Now, this is the very funny part. The general quality of responses from candidates is so poor that they’re too ineffective to even copy a good version of it. Think about that for a minute. Most of the candidates are incapable of copying a working solution to try and “trick” me. What does that say about most programmers? It’s a pretty sad indictment of our industry that they can’t Google a good solution, modify slightly and understand what was written enough to trick me through an interview. It’s embarrassing.

There is also the problem (regardless of what we do) where somebody else can write the code for the candidate.

Now, this is where we have a conversation with the candidate and ask them about the code. Turns out if they didn’t write it – they don’t know how it works, or how to extend it, or how to talk about the potential design issues with it.

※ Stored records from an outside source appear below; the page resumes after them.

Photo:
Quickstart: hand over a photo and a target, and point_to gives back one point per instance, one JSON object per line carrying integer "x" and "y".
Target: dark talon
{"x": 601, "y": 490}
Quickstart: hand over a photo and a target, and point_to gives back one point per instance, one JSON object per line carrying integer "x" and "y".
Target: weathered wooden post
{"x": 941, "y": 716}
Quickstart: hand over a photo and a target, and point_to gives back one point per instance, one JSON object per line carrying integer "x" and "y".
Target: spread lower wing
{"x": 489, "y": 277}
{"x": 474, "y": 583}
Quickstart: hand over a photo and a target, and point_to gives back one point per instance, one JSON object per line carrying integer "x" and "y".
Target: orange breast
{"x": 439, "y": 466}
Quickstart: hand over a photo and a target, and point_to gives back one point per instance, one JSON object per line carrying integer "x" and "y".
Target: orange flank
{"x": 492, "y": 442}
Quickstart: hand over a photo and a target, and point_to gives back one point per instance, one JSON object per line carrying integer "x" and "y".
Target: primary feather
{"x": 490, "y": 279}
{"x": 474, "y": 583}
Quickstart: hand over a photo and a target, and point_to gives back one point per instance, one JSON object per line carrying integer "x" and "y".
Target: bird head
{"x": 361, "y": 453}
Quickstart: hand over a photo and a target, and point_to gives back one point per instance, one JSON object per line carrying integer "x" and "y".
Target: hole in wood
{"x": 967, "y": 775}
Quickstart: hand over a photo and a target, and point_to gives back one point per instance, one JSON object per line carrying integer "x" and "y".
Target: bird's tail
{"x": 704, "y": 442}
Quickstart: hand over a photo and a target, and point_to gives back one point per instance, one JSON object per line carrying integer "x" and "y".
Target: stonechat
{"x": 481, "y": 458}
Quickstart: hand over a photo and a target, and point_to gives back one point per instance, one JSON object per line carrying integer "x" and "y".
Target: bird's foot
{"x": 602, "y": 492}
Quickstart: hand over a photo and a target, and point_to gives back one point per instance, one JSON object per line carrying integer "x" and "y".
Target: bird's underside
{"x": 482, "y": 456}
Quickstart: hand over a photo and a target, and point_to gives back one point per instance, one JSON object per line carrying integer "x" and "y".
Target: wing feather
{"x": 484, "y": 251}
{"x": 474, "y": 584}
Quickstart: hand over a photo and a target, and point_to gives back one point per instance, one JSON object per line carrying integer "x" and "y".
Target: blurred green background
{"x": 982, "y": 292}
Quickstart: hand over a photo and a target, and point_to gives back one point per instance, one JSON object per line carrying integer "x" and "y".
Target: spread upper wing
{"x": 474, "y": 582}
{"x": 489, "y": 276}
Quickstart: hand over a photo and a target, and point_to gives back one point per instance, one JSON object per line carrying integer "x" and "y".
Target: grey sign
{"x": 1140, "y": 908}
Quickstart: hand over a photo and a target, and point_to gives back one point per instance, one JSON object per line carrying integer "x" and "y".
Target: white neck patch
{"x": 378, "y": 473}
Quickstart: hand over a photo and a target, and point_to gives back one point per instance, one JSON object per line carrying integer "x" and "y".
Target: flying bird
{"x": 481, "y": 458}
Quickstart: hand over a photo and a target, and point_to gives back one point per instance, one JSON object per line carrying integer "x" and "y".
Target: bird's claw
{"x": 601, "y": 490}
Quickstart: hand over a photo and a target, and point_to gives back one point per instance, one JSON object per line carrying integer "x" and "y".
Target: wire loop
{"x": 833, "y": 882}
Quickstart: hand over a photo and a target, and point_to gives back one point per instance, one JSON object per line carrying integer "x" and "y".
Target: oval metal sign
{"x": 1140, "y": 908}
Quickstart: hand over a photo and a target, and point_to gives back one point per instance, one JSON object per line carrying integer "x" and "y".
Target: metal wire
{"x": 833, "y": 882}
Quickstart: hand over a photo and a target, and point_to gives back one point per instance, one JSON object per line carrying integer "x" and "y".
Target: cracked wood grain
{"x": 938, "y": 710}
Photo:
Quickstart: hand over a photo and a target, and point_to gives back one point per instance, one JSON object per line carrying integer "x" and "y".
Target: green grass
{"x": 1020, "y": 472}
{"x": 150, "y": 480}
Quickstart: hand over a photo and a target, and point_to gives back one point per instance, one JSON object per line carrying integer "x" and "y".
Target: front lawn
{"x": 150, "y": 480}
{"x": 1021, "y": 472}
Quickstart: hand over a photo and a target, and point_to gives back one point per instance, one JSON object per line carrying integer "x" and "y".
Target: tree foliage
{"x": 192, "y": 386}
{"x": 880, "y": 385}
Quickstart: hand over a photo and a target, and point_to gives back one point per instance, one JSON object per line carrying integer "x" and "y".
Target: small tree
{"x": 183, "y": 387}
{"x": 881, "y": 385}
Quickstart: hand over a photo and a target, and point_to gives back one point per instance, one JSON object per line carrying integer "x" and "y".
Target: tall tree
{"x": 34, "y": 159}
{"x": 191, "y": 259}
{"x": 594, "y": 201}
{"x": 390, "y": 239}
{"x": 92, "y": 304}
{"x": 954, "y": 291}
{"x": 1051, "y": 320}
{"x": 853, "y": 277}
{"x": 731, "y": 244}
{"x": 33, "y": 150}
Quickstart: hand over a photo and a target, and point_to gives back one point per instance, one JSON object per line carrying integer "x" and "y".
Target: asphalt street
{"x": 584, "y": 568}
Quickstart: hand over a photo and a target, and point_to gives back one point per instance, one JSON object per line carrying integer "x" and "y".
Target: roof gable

Our potential outcomes are as follows;

  1. Candidate is able to complete code puzzle honestly and “passes”
  2. Candidate is able to complete code puzzle honestly and “fails”
  3. Candidate copies from github and passes
  4. Candidate copies from github and fails
  5. Candidate has submission written by 3rd party and passes
  6. Candidate has submission written by 3rd party and fails

Now, our recruitment process will treat 1,3,5 as identical and 2,4,6 as identical during the code review phase. Of course, obvious copying of the wrong names etc may make for great amusement but is otherwise undetectable.

2,4,6 we don’t care about – because they failed anyway

Of 1,3,5 we really need to try and identify 1 separately from 3 and 5, as 1 is the candidate we are at most interested in progressing with.

 If we examine the characteristics of 3 and 5, we notice that they are the same. It’s really just “code not written by the candidate”. So, if we choose a different puzzle we are under the incorrect assumption that it will somehow make it “harder” for the candidate to cheat – but option 5 is still untouched.

So, that’s why we talk to the candidate about the code. In depth, and often with reference to the design decisions they have made (or not made) and ask them about how they would extend it.  This allows us to detect both 3 and 5.

Having said all of this, I hope you can understand more about why “changing the code puzzle” really doesn’t matter at all. We can change it for other reasons (such as a different problem for the fun of it) but having an “original” problem doesn’t mean anything in terms of improving our hiring decision strategy.